ND06：口服RAS (ON) g12v选择性非共价三络合物抑制剂rmmc -5127的发现

RAS G12V突变是胰腺癌、结直肠癌和非小细胞肺癌中最常见的致癌驱动因素之一。在肿瘤细胞内，RAS G12V主要以活性gtp结合（RAS(ON)）状态存在，导致过度的下游致癌信号传导。RAS G12V的内在GTP水解率比KRAS G12C低约12倍，使细胞RAS G12V池偏向于ON状态，强调了靶向RAS G12V（ON）对最大程度抑制这一致癌驱动因子的重要性。此外，迄今为止，利用传统的小分子技术实现RAS G12V对野生型RAS的选择性是极具挑战性的，因为Val-12残基既不适合共价抑制，也不适合极性、非共价相互作用的形成。研究药物rmmc -5127是一种有效的口服生物可利用的RAS (ON) g12v选择性非共价三络合物抑制剂。在KRAS G12V突变癌细胞中，RMC-5127在KRAS G12V（ON）和亲环蛋白a （CypA）之间形成一个三复合物，通过位位阻断和KRAS G12V（ON）信号的消失，几乎立即破坏RAS效应物的结合。rmmc -5127在体外抑制多种KRAS G12V成瘾的人癌细胞系的ERK磷酸化和细胞生长，并且在KRAS G12V突变的小鼠皮下异种肿瘤移植模型中，单剂量诱导剂量依赖性、深度和持久的体内RAS通路激活抑制。在一组含有KRAS G12V的临床前PDAC和NSCLC模型中，rmmc -5127单药治疗在大多数模型中诱导肿瘤消退，并且耐受性良好。此外，在naïve小鼠全脑中观察到rmmc -5127的剂量依赖性暴露，表明该化合物具有脑渗透性，并且rmmc -5127在相关的颅内KRAS G12V突变肿瘤异种移植模型中表现出深刻的抗肿瘤活性，并且在耐受良好的剂量下观察到回归。引用格式：Anne Edwards。口服RAS (ON) g12v选择性非共价三络合物抑制剂rmmc -5127的发现[摘要]。摘自：《2025年美国癌症研究协会年会论文集》；第二部分（最新进展，临床试验，并邀请s）；2025年4月25日至30日；费城（PA）： AACR；中国癌症杂志，2015;35(8):391 - 391。

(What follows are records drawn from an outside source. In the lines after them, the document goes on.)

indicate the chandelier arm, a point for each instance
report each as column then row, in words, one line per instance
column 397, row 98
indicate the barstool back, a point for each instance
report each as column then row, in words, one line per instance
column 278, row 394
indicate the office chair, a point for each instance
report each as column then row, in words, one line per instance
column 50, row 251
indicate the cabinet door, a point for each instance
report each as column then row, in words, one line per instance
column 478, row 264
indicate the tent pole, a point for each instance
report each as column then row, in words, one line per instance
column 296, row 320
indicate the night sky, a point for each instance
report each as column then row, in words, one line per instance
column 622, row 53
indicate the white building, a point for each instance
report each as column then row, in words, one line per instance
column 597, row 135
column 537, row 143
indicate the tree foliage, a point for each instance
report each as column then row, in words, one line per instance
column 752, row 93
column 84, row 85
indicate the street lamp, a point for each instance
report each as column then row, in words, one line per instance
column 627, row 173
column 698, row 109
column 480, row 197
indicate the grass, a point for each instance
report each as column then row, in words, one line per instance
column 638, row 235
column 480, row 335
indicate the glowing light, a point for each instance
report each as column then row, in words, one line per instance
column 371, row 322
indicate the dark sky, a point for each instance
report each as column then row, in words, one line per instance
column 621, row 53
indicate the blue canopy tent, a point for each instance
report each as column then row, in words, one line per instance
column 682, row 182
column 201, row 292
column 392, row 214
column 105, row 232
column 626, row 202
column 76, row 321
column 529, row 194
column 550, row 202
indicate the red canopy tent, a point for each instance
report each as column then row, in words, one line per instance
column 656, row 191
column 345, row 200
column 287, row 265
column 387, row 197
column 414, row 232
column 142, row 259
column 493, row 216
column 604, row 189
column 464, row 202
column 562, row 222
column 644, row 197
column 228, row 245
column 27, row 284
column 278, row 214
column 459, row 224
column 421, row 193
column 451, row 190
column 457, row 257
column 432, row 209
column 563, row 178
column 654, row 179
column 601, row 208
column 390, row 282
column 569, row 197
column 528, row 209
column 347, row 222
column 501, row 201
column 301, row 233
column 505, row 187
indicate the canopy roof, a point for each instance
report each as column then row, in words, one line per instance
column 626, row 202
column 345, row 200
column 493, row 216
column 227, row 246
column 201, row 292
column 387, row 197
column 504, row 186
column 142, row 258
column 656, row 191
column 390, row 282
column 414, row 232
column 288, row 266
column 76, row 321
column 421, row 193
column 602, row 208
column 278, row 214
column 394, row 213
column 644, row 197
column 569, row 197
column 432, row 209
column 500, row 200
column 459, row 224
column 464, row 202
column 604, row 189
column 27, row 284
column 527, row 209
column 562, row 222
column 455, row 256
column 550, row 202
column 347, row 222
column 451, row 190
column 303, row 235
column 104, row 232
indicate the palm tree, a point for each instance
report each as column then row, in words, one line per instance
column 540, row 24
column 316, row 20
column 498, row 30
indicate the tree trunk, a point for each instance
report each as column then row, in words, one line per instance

本文章由计算机程序翻译，如有差异，请以英文原文为准。

求助全文

约1分钟内获得全文求助全文

来源期刊

Cancer research 医学-肿瘤学

CiteScore

16.10

自引率

0.90%

发文量

7677

审稿时长

2.5 months

期刊介绍： Cancer Research, published by the American Association for Cancer Research (AACR), is a journal that focuses on impactful original studies, reviews, and opinion pieces relevant to the broad cancer research community. Manuscripts that present conceptual or technological advances leading to insights into cancer biology are particularly sought after. The journal also places emphasis on convergence science, which involves bridging multiple distinct areas of cancer research. With primary subsections including Cancer Biology, Cancer Immunology, Cancer Metabolism and Molecular Mechanisms, Translational Cancer Biology, Cancer Landscapes, and Convergence Science, Cancer Research has a comprehensive scope. It is published twice a month and has one volume per year, with a print ISSN of 0008-5472 and an online ISSN of 1538-7445. Cancer Research is abstracted and/or indexed in various databases and platforms, including BIOSIS Previews (R) Database, MEDLINE, Current Contents/Life Sciences, Current Contents/Clinical Medicine, Science Citation Index, Scopus, and Web of Science.